Das Wichtigste in Kürze

Das Wichtigste in Kürze

  • Jedes schadenfreie Kalenderjahr bringt Sie eine SF-Klasse höher — von SF 0 bis zu SF 50, je nach Versicherer. Je höher die Klasse, desto niedriger der Beitragssatz.
  • Die Prozentsätze sind nicht einheitlich geregelt: Jeder Versicherer hat eigene Tabellen.

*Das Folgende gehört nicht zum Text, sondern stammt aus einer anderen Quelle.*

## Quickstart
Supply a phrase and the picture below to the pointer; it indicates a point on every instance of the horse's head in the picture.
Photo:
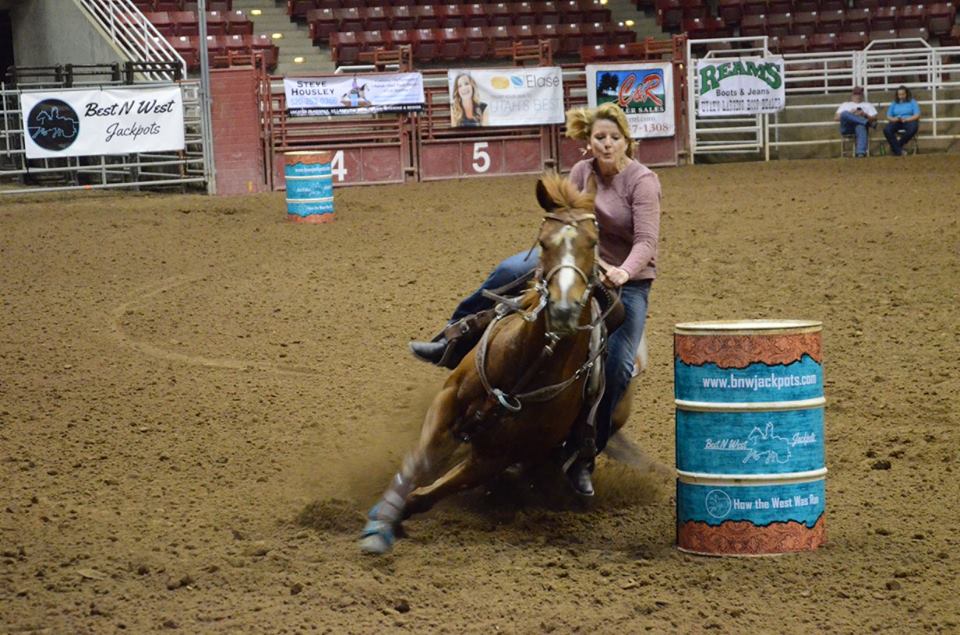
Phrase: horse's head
(568, 240)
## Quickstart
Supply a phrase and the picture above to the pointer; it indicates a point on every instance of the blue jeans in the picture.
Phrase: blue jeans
(852, 124)
(514, 267)
(908, 130)
(621, 347)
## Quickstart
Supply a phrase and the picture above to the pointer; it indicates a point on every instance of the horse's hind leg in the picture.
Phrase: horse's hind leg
(433, 451)
(464, 475)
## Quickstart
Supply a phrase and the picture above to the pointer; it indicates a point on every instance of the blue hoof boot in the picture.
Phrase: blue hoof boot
(377, 537)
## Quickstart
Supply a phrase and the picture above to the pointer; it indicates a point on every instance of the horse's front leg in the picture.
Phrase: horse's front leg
(433, 451)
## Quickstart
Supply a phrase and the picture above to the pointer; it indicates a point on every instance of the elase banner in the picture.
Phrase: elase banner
(356, 95)
(505, 97)
(742, 86)
(643, 91)
(76, 123)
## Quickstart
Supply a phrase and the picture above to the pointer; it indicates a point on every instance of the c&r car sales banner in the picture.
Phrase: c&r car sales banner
(643, 91)
(742, 86)
(76, 123)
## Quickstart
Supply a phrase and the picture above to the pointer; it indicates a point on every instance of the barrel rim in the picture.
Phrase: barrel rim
(749, 480)
(747, 327)
(750, 406)
(308, 153)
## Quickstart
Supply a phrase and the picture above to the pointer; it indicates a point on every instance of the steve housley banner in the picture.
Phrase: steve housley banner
(742, 86)
(76, 123)
(643, 91)
(354, 95)
(505, 97)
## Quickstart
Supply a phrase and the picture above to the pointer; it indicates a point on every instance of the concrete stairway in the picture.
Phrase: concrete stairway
(294, 41)
(644, 25)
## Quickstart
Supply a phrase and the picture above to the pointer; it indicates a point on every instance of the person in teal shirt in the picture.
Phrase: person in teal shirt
(903, 121)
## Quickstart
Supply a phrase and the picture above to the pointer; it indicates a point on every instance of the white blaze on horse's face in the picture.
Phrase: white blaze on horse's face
(567, 277)
(567, 261)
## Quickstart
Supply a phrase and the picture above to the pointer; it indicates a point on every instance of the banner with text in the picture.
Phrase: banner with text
(76, 123)
(643, 91)
(356, 95)
(743, 86)
(506, 97)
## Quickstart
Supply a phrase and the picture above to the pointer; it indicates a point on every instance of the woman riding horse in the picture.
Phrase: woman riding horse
(628, 210)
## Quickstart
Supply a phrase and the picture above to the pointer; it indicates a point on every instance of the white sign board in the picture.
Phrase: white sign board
(741, 86)
(76, 123)
(505, 97)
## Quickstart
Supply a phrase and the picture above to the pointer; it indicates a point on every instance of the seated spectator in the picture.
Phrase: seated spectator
(855, 117)
(903, 121)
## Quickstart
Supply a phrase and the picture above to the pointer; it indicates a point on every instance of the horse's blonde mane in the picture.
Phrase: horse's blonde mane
(565, 194)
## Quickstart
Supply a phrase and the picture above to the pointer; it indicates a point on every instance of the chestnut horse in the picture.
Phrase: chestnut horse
(519, 393)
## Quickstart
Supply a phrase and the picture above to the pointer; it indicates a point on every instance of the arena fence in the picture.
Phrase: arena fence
(18, 174)
(816, 83)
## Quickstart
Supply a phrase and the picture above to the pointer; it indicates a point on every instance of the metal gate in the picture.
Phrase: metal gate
(18, 174)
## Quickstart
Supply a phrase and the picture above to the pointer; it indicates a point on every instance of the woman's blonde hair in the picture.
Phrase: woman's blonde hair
(580, 122)
(457, 105)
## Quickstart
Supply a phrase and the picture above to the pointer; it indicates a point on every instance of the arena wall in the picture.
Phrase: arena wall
(51, 32)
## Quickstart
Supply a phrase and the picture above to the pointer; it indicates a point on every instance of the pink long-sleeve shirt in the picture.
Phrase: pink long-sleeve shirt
(628, 210)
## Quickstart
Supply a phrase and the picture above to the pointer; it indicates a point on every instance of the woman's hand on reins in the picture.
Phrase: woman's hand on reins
(615, 277)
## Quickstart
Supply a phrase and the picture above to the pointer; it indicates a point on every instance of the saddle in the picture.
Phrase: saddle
(463, 334)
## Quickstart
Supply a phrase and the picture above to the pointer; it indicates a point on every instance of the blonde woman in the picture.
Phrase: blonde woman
(628, 211)
(467, 111)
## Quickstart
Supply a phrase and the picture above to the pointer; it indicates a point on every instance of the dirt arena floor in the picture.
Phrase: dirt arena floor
(199, 401)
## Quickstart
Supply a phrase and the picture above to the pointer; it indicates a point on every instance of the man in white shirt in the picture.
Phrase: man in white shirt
(855, 117)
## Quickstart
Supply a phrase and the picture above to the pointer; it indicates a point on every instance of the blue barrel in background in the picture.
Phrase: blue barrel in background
(309, 186)
(749, 430)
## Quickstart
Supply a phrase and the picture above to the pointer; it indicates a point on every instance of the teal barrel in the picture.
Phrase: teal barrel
(309, 186)
(749, 436)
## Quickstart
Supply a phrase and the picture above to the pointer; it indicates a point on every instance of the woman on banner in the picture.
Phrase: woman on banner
(466, 109)
(628, 211)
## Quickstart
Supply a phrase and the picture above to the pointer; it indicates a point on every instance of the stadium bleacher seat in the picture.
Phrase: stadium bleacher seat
(753, 25)
(851, 40)
(822, 42)
(830, 21)
(910, 33)
(345, 47)
(912, 16)
(857, 19)
(263, 44)
(793, 43)
(754, 7)
(779, 24)
(882, 19)
(779, 6)
(452, 45)
(940, 18)
(730, 11)
(669, 14)
(881, 34)
(804, 23)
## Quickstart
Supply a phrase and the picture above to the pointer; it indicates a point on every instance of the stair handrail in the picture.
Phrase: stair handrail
(134, 35)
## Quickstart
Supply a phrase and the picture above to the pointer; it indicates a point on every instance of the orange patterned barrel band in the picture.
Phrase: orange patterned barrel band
(739, 351)
(741, 538)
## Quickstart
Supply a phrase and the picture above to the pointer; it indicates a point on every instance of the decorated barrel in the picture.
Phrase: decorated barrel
(749, 437)
(309, 186)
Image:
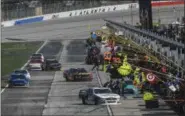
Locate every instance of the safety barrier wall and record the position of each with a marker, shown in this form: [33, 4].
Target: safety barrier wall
[83, 12]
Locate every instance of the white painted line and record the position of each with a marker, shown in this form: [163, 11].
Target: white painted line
[45, 42]
[55, 75]
[99, 81]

Fahranfänger (SF 0) zahlen oft rund 95–100 % oder mehr, langjährige Fahrer (SF 35+) häufig nur noch ca. 20–25 %.
  • Nach einem gemeldeten Haftpflichtschaden werden Sie mehrere Klassen zurückgestuft — kleine Schäden lohnt es sich oft, selbst zu zahlen.
  • SF-Klassen lassen sich übertragen: von Eltern oder Partner, vom Zweitwagen und beim Versichererwechsel automatisch zum neuen Anbieter.

Was sind SF-Klassen?

Die Schadenfreiheitsklasse (SF-Klasse) gibt an, wie viele Jahre Sie mit Ihrem Fahrzeug unfallfrei — genauer: ohne gemeldeten Haftpflicht- oder Vollkaskoschaden — unterwegs waren. Das Prinzip ist einfach: Jedes schadenfreie Kalenderjahr bringt Sie eine Klasse höher, von SF 0 bis zu SF 50 (die maximale Klasse variiert je nach Versicherer). Und je höher die SF-Klasse, desto niedriger der Beitragssatz — also der Prozentsatz des Grundbeitrags, den Sie tatsächlich zahlen.

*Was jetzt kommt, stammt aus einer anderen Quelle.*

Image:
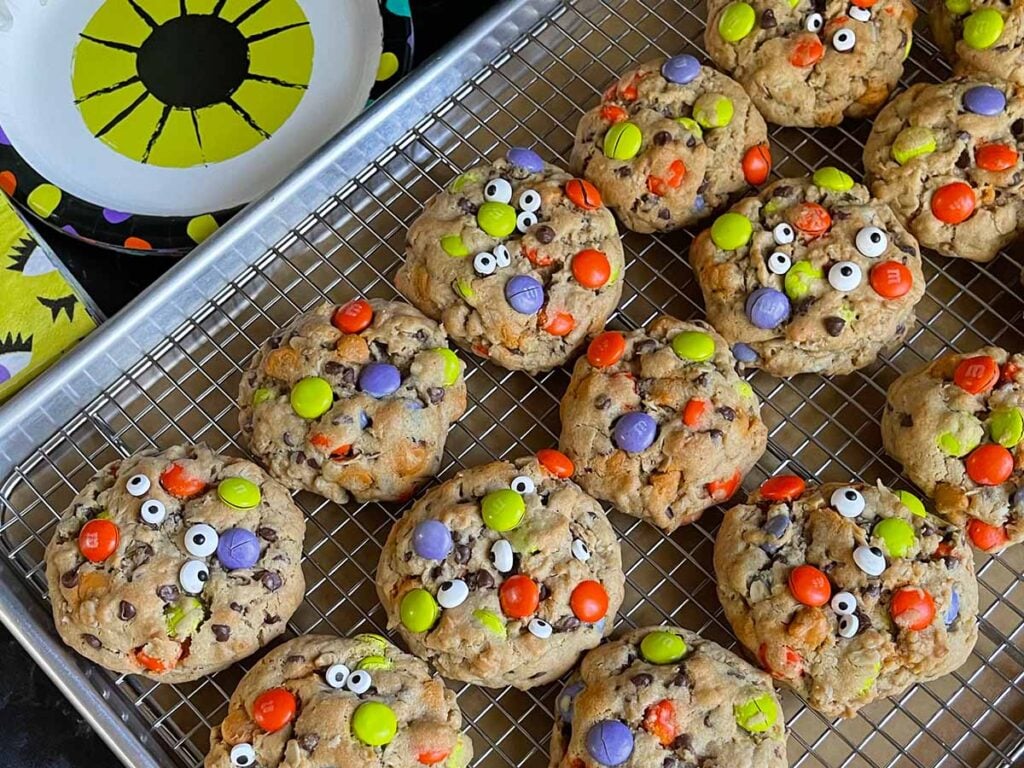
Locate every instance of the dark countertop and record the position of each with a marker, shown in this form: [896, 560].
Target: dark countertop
[38, 727]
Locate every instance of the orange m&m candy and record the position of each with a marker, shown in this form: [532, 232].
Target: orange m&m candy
[912, 608]
[98, 540]
[274, 709]
[519, 596]
[976, 375]
[953, 203]
[989, 464]
[809, 586]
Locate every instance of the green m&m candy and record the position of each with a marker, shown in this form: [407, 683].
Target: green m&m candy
[419, 610]
[663, 647]
[239, 493]
[731, 230]
[623, 141]
[983, 28]
[311, 397]
[375, 723]
[736, 22]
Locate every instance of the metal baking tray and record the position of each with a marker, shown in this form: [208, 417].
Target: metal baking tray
[166, 370]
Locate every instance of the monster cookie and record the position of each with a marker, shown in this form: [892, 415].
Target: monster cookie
[658, 423]
[812, 62]
[982, 36]
[521, 261]
[504, 574]
[957, 427]
[174, 565]
[946, 158]
[814, 275]
[353, 400]
[321, 701]
[669, 142]
[846, 593]
[664, 697]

Wichtig zu wissen: Die konkreten Prozentsätze je SF-Klasse sind nicht gesetzlich einheitlich geregelt — jeder Versicherer legt seine eigene Beitragssatz-Tabelle fest. Zur groben Orientierung: Fahranfänger in SF 0 zahlen oft rund 95–100 % oder mehr des Grundbeitrags, während langjährig schadenfreie Fahrer ab etwa SF 35 häufig nur noch ca. 20–25 % zahlen. Diese Spannen sind ausdrücklich anbieterabhängig — beim Kfz-Versicherungsvergleich sehen Sie, was Ihre persönliche SF-Klasse beim jeweiligen Tarif konkret wert ist.

Der Schadenfreiheitsrabatt gilt für die Kfz-Haftpflicht und die Vollkasko — in der Teilkasko gibt es keine SF-Klassen, dort führen gemeldete Schäden (z. B. Glasbruch oder Wildunfall) auch nicht zur Rückstufung.

Sonderklassen: SF ½, Klasse M und Klasse S

Neben den regulären Klassen SF 0 bis SF 50 gibt es drei Sonderklassen, die immer wieder für Verwirrung sorgen:

  • SF ½: Die „halbe Klasse" für Einsteiger, die besser gestellt werden als SF 0 — üblich, wenn Sie den Führerschein seit mindestens 3 Jahren besitzen, aber erstmals ein eigenes Auto versichern, oder wenn ein Zweitwagen über die Zweitwagenregelung eingestuft wird. Der Beitragssatz liegt spürbar unter dem von SF 0.
  • Klasse M (Malus): In diese Klasse können Fahrer rutschen, die bereits in den unteren Klassen (z. B. SF 0 oder SF ½) einen Schaden verursachen. Der Beitragssatz liegt hier über 100 % des Grundbeitrags.
  • Klasse S: Eine Zwischenklasse zwischen M und SF ½, in die Versicherte nach einem Schaden aus niedrigen SF-Klassen zurückgestuft werden. Auch hier ist der Beitragssatz deutlich erhöht.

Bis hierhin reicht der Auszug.